The COVID-19 pandemic has left many in precarious financial situations. However, there are a few ways you can head off serious financial problems before they start.
Many people have been reaching out to financial advisers for advice during this time. Kelly Browand, financial adviser with Edward Jones’s Cleveland office, said that is true for her.
“We think a recovery will take shape,” Browand said of the current economy. “But we are going to experience bumps along the way, and we need to focus on where we want to go.”
Common questions she has fielded have had to do with emergency funds, the Economic Impact Payment checks being sent by the federal government and more.
There are some common threads tying together the advice she and other financial advisers nationwide have been giving, including the importance of budgeting and saving.
The Economic Impact Payment has allowed eligible individuals to receive up to $1,200 and couples filing taxes together to receive up to $2,400 from the federal government. In addition, $500 is added for each of their children.
“We come into lump sums of money so rarely in life that it's worth pausing and deciding what would be the best use of that cash,” Browand said.
While it could be tempting to splurge on purchases like big-screen TVs, she said the No. 1 priority should be to cover everyday expenses like mortgage, rent or grocery bills.
Those who are not currently struggling to cover daily expenses should look at creating or adding to an emergency fund which would help cover expenses during tough times.
Browand said this fund should include three to six months of living expenses.
Figuring out how much to save in an emergency fund starts by creating a budget which outlines what your normal expenses are. This budget should include every necessity — housing, food, medical expenses and the like.
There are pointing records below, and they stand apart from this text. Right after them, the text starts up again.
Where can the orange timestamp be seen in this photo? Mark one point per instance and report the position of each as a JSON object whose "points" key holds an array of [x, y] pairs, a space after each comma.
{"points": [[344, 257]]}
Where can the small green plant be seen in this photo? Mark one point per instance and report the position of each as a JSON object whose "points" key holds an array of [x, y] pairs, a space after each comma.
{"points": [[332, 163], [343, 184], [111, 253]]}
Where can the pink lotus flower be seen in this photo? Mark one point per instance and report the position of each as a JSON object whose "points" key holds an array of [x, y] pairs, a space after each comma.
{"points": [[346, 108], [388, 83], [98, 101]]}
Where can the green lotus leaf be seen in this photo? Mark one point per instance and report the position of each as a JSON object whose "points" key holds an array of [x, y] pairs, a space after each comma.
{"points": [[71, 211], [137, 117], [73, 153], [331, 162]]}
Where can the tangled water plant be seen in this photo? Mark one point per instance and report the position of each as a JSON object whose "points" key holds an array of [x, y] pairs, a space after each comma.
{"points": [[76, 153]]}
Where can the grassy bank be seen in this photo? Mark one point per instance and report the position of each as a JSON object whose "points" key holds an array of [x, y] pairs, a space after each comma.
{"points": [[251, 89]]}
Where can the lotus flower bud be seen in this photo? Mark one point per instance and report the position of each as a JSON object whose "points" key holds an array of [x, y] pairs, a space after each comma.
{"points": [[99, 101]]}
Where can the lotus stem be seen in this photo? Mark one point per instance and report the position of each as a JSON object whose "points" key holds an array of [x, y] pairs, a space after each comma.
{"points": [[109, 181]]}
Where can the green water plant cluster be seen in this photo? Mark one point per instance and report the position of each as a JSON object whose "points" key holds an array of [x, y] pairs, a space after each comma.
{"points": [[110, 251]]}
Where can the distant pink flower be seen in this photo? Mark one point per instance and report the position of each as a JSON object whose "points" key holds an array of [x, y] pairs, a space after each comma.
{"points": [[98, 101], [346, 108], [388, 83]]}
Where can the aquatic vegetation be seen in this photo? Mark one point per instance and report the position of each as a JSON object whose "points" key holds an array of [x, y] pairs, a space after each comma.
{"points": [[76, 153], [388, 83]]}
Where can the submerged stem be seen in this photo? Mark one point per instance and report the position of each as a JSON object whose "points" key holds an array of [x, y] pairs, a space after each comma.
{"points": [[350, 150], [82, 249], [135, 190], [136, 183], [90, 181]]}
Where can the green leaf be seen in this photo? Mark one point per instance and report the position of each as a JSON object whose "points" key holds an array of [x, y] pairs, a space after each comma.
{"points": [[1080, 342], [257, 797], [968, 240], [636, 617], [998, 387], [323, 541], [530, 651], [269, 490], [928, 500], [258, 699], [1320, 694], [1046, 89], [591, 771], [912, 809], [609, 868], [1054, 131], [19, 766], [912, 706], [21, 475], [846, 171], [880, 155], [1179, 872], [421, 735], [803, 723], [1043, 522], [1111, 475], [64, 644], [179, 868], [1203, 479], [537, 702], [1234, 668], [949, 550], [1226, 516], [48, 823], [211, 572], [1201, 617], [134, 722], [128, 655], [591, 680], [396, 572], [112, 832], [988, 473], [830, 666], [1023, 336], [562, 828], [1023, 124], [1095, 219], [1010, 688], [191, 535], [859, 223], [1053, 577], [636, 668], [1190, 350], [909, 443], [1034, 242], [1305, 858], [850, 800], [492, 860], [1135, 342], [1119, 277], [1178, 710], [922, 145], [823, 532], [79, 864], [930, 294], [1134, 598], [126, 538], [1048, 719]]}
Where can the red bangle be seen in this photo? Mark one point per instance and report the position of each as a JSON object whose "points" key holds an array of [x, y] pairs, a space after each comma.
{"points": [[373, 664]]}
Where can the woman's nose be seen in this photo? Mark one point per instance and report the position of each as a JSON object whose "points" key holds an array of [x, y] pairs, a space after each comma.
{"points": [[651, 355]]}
To create the budget, Browand suggested looking over the previous six months of expenses to gauge the cost of a typical month’s expenses.
Sticking to a budget can be difficult, but it is a surefire way to ensure you always have the necessities covered.
Browand suggests things like making grocery store lists to keep your budget in the black.
“This isn't our normal circumstance, but it just proves that sticking with a budget can help to boost your emergency fund in good times,” Browand said. “In those rougher times, it becomes even more critical that you stay on budget.”
She added those who are all set when it comes to emergency savings can look at saving for “short-term goals” — such as a vacation or a new car — or investing.
The next step for those satisfied with their short-term savings goals and investments is to look at long-term goals, like saving for retirement or a child’s college education.
“Long-term goals like education funding and retirement usually require diligence over a lot of years in order to achieve the goal,” Browand said. “These sort of market pullbacks that we're experiencing now can actually help [with personal discipline].”
In terms of investment strategy, she urged people to make sure they have a diversified portfolio as they save for retirement.
“Usually you either have your own individual options or employment options,” Browand explained. “But there are ways for you to get your own retirement plan if your employer did not have one for you.”
“Just because the market has pulled back some does not mean you stop having the long-term focus and the long-term goal,” she added.
At the end of the day, the most important thing is to make sure you have all your daily spending covered. Then, it is good to have an emergency fund to fall back in the event normal income sources go away.
When your financial situation is stable enough to have a good amount set aside for emergencies, that is the time to start working toward goals.
There are many people who have already found themselves in financial distress. However, doing things in that order, starting with prioritizing needs over wants, can help as people work their way toward financial stability.
Though we are living in uncertain times, Browand said “the bright side” is that more people are getting into the habit of budgeting and saving for future goals.
“It could be an exciting time to help us focus on what is really important and what we really need — and help prevent feeling vulnerable in the future,” said Browand.